Cualquier ejercicio democrático es un precedente de lo que sigue para avanzar en el objetivo más general de ampliar la participación popular en la vida pública. Por eso, ciertamente, “la democracia no puede fracasar” en tanto que, citando a Churchill, sea “el peor de los sistemas políticos, con excepción de todos los demás”. Así ha sido históricamente y, por ejemplo, C.B. Macpherson, en su clásico “La democracia liberal y su época”, nos recuerda cómo la lucha por el establecimiento del sufragio universal se llevó su tiempo para vencer tantas resistencias. Desde el voto censitario hasta la inclusión del género femenino, pasando por exclusiones derivadas de la cuestión racial, concediendo, inclusive, que un país como Francia, antes de configurar su sistema liberal democrático, ya contaba con el sufragio para varones, pero no para formar gobiernos. Por tanto, después de alcanzar el sufragio universal sin mayores restricciones, se tenía que seguir la lucha democrática por efectivizar ese derecho para quitar o poner gobiernos. Cada lucha democrática es un precedente en un largo camino que, por supuesto, se hace al andar.

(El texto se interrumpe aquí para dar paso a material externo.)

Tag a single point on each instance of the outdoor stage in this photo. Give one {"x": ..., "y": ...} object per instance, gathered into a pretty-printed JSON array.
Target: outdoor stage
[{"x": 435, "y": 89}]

En la obra mencionada, se plantean cuatro modelos de democracia que, desde mediados del siglo XIX, se han presentado, sucesivamente, como las opciones que va dejando el moderno sistema liberal-capitalista para formar gobiernos. La democracia como “protección” de la propiedad y seguridad individuales; como libertad igualitaria para un mejor y mayor “desarrollo” de las capacidades individuales; como “equilibrio” de un sistema, gracias a una “mediación” de los partidos políticos en competencia; y la democracia como “participación” directa y amplia de la sociedad. Esta última es la que se conoce como democracia participativa y el autor apenas la esboza como un horizonte superior y posterior a la crisis de la democracia representativa. Las formas de gobierno anteriores a esa época, denominadas como pre-liberales, son dejadas de lado, asumiendo que corresponden a contextos ajenos a la realidad prevaleciente, esto es, de una sociedad dividida en clases y en la que variadas mediaciones, señaladamente la del sistema de partidos políticos, se constituyen para enmascarar esa división social cuando es tan lapidaria.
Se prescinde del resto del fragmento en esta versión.